Я простояла в подъезде минут сорок. Славки не было. Время от времени входили люди и, бросив на меня подозрительный взгляд, устремлялись к лифту. Наконец, он появился с двумя пухлыми портфелями.

— Извини, не так легко было отвалить. У папаши нюх, как у гончей, — заподозрил что-то неладное. Я сказал, что ты утром едешь в командировку и там позарез нужны мои материалы.

Подгоняемые ветром с залива, мы молча шагали по пустынной Матросской улице. На трамвайном кольце Славка опустил свои портфели на землю и стал тереть замерзшие пальцы.

— Понятия не имею, куда это деть… На ум не приходит ни один человеческий адрес.

Подъехал пустой и нарядный трамвай, мы поискали скамейку с отоплением и втиснулись в нее поглубже. Из-под сиденья поднималось легкое тепло.

— Послушай, Славка, у меня есть идея, то есть тетка. Глухая, одинокая пенсионерка. Имеет весь джентльменский набор: муж расстрелян в 37-м, сын погиб в последние дни войны, сама она лучшие десять лет своей жизни провела в Кокчетавской ссылке.

— Сдается мне, — это правильный адрес, — усмехнулся Белоусов.

Тетка Тата, старшая сестра моего отца, жила за Муринским ручьем в однокомнатной квартирке, на ожидание и выколачивание которой ушли еще десять лет жизни. После многолетней секретарской службы в каком-то издательстве, она получала пятьдесят шесть рублей пенсии и, будучи человеком незлобивым, кротко и счастливо доживала свой век.

Мы добирались до тетки без малого полтора часа и, когда в половине десятого позвонили в дверь, — удивлению и радости ее не было предела.

Она усадила Славу в уютное потертое кресло, представила ему кошку Земфиру и увлекла меня в кухню ставить чай.

— Новый, так сказать, обожатель? — Тата игриво ткнула меня в бок.

— До чего же ты старомодна, тетка, сказала бы уж хахаль!

Мы пили чай с рогаликами и вишневым вареньем, и я осветила Тате ситуацию.
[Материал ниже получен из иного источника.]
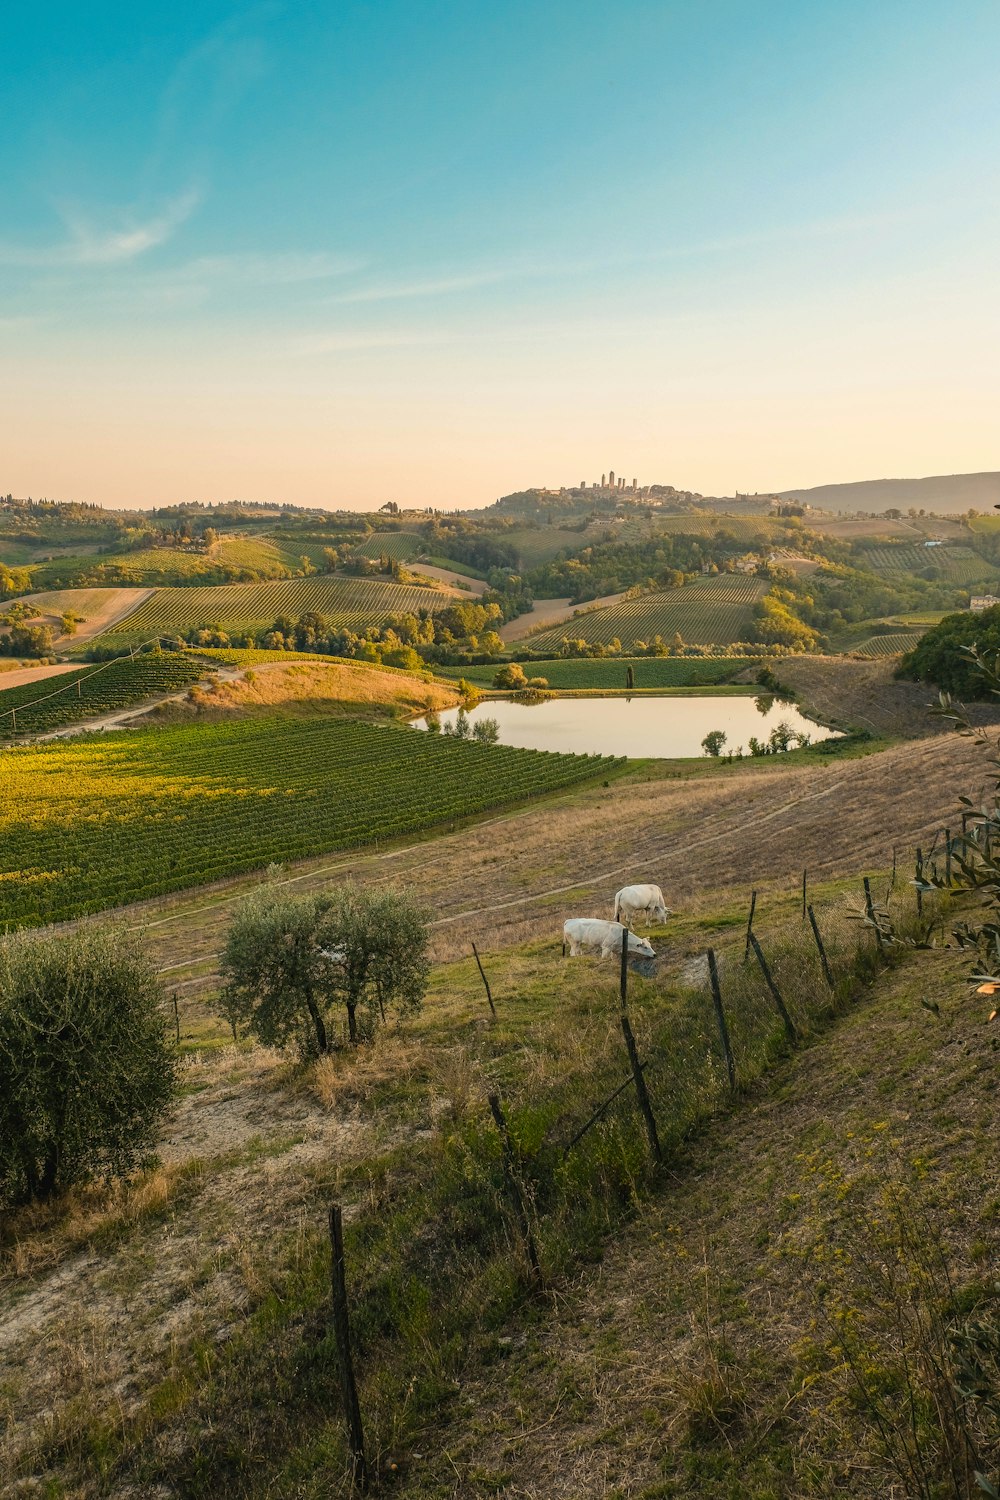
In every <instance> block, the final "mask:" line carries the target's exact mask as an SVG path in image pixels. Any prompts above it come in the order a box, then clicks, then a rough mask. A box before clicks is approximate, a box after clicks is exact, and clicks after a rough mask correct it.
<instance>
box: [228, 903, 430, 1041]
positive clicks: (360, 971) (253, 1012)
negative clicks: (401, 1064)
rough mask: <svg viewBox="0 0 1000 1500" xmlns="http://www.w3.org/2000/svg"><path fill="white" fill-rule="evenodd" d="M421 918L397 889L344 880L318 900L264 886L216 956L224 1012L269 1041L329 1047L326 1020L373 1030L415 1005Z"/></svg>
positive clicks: (424, 985) (423, 948)
mask: <svg viewBox="0 0 1000 1500" xmlns="http://www.w3.org/2000/svg"><path fill="white" fill-rule="evenodd" d="M427 971H429V965H427V924H426V919H424V916H423V912H421V910H420V907H418V906H417V903H415V901H414V900H412V898H411V897H409V895H408V894H406V892H405V891H402V889H399V888H394V886H382V888H379V889H376V888H369V886H358V885H354V883H345V885H340V886H337V888H336V889H334V891H330V892H324V894H319V895H280V894H279V892H277V891H276V889H274V886H273V885H264V886H261V888H259V889H258V891H255V892H253V894H252V895H250V897H247V898H246V900H244V901H243V903H241V904H240V906H238V907H237V912H235V916H234V919H232V924H231V927H229V933H228V938H226V945H225V951H223V956H222V975H223V981H225V983H223V990H222V996H220V1010H222V1013H223V1014H225V1016H226V1019H228V1020H229V1022H231V1023H234V1025H243V1026H246V1028H247V1031H249V1032H250V1034H252V1035H253V1037H256V1040H258V1041H261V1043H264V1044H265V1046H274V1047H286V1046H289V1044H295V1046H298V1049H300V1052H301V1053H303V1055H304V1056H312V1055H315V1053H327V1052H330V1049H331V1046H333V1043H331V1037H330V1020H331V1017H333V1016H337V1014H343V1017H345V1019H346V1028H348V1038H349V1041H351V1043H358V1041H361V1040H364V1038H366V1037H370V1035H372V1034H373V1031H375V1028H376V1026H378V1023H379V1022H384V1020H385V1019H387V1016H388V1013H390V1011H394V1013H396V1014H406V1013H409V1011H414V1010H418V1007H420V1004H421V1002H423V996H424V992H426V989H427Z"/></svg>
Белоусов молчал и чертил ложкой на скатерти таинственные знаки.

Тетка воодушевилась, от оказанного доверия у нее запылали щеки. Она велела достать стремянку и запомнить, в каком углу антресолей сложены портфели.

— Никогда нельзя знать, — загадочно сказала Тата, — возраст, сердце, почки… себя оказывают.

Мы хором велели не говорить глупостей, и Белоусов поцеловал ей руку. Провожая нас до дверей, Тата затуманилась.

— Сколько себя помню, — всегда в страхе, как подпольная крыса. Кажется, впервые, на старости лет чувствую себя человеком.